One way to detect a pattern, is to list out the key developments. If nothing else, it's salutary reading, lest a company you own experiences the drip-drip-drip of collapsing ambition, rising costs, falling margins, resignations, dividend cuts, write-offs, profit warnings, refinancing and ultimately dramatic recovery, or insolvency.

  • 10 March 2005 Johnson Service closes at a high of 476p. The dry cleaning company is refocusing on business to business services and expecting faster growth and long-term contracts.
  • 13 March 2006 Results for year to 31 December 2005. Eight acquisitions in one year mark the height of Johnson's acquisition effort. Meanwhile sales are down at the dry cleaners.
  • 21 July 2006 The dry cleaning business up for auction, just two years after buying Sketchley from Timpson.
  • 13 September 2006 Interim results. Underlying debt is rising as the company rolls out the Enterprise Resource Planning system that will help managers run their many businesses. While it's winning new business, increased costs and delayed contract renewals reduce margins.
  • 20 November 2006 Profit warning.
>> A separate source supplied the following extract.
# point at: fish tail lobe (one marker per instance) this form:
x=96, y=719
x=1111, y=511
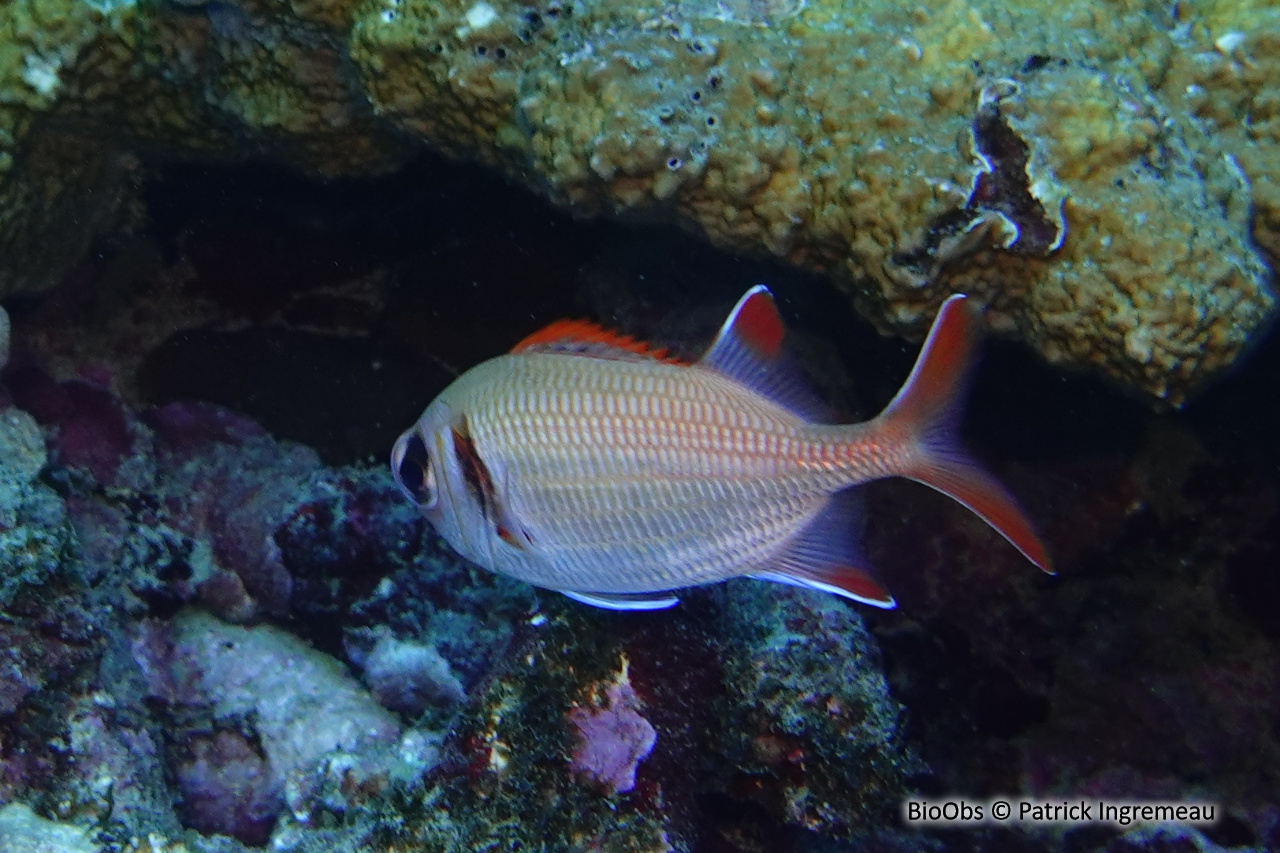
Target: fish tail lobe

The implementation of the ERP system reveals that Stalbridge Linen is losing money, and delays in invoicing due to the new system mean its losing even more.
  • 20 November 2006 In the same announcement the company gives up on selling its dry cleaning division, for lack of decent officers and also on...
  • 20 November 2006, chief executive Stuart Graham resigns, saying:
  • ...I feel it now needs a different skill set to lead the Company into the future.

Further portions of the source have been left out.